The Attackers could do much Better.

Move B First
If Unit B moves first, Unit B may attack Defender 1 at 50/50 odds.  There are two possibilities here, Unit B is successful or unsuccessful in the attack.  In a worst case scenario for the attacker, Unit B's attack is unsuccessful.  In this case, Unit A may then move into position and attack as shown in the diagram below:

Unit B Moves First But Attack Unsuccessful
This diagram looks like the one before it, except in this case both Unit A and B make an attack.  The odds of Unit 1 being destroyed haven't changed, 75%.

However, this configuration will only occur 50% of the time.

Move B First - Attack Successful
The real advantage here is if Unit B's attack is successful.  In this case, Unit A may now move adjacent to Unit 2 and make an attack against it.  In this case, there is a 50% chance Unit 2 will also be destroyed.  The diagram for this position appears below:
Unit B's Successful Attack
Final Analysis
The following table summarizes the results of the combat odds based on if unit A or unit B is moved first:
Defending Unit
Odds of Defender Being Destroyed

From this example, by moving Unit B first the attacker gains significant options tactically.  By moving Unit A first, the attacker removes these options.
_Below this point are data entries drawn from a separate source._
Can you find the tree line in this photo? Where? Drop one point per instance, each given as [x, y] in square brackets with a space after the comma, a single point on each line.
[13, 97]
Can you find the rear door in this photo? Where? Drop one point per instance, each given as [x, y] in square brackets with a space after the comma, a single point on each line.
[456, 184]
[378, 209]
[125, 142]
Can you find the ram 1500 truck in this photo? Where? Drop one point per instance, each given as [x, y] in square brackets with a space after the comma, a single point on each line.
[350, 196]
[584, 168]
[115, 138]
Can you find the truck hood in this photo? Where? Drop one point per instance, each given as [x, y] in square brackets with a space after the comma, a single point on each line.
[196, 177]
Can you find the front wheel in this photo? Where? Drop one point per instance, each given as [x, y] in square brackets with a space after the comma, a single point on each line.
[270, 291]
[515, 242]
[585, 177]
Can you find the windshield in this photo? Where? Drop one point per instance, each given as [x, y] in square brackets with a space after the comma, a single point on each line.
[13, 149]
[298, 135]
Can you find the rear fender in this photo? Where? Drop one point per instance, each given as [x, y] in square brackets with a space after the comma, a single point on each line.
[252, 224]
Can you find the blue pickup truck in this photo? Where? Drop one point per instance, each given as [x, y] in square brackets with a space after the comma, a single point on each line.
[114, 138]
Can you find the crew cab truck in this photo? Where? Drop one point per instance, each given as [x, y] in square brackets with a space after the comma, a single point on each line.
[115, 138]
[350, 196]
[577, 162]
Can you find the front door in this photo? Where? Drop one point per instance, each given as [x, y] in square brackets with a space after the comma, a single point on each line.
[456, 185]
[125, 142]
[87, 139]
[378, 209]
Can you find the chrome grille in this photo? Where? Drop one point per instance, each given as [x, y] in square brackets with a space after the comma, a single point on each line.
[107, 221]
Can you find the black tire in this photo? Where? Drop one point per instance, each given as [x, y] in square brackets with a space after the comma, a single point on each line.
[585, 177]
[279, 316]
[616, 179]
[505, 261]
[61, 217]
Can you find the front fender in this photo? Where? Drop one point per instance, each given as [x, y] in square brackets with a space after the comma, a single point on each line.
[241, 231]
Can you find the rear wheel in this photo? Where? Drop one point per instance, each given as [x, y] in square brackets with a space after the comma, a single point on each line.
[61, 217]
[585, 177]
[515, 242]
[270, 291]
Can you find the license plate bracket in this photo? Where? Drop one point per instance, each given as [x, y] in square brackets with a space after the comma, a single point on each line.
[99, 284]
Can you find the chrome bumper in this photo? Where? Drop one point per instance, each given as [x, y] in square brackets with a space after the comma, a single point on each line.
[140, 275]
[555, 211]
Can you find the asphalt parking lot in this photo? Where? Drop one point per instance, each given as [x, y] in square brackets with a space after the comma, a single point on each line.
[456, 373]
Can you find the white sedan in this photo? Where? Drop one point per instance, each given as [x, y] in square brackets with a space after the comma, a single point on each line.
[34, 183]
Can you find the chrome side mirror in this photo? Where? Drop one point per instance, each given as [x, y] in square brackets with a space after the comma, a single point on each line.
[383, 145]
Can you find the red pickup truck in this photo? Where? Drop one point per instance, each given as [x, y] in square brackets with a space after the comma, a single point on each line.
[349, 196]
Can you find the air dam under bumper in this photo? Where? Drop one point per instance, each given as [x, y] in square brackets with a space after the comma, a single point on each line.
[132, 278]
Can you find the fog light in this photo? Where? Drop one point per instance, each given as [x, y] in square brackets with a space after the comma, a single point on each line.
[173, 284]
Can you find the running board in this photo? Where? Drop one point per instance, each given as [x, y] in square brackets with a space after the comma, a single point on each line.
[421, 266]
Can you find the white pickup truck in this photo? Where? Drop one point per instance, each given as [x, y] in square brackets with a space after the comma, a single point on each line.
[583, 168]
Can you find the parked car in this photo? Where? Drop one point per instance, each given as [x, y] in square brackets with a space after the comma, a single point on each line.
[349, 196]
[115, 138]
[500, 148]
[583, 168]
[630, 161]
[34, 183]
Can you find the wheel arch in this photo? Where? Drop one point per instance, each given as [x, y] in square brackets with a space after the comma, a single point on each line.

There are times when this advice may be ignored, usually due to tactical considerations.  Perhaps there is a counter attack capability of Unit 2 which Unit 1 does not have?  Are there enemy units capable of attacking Unit B next turn if it advance too far?  It remains up to the player to decide if the tactical issues outweigh which unit should move first.  But generally, the player's first instinct should involve moving and attacking with the unit furthest back first.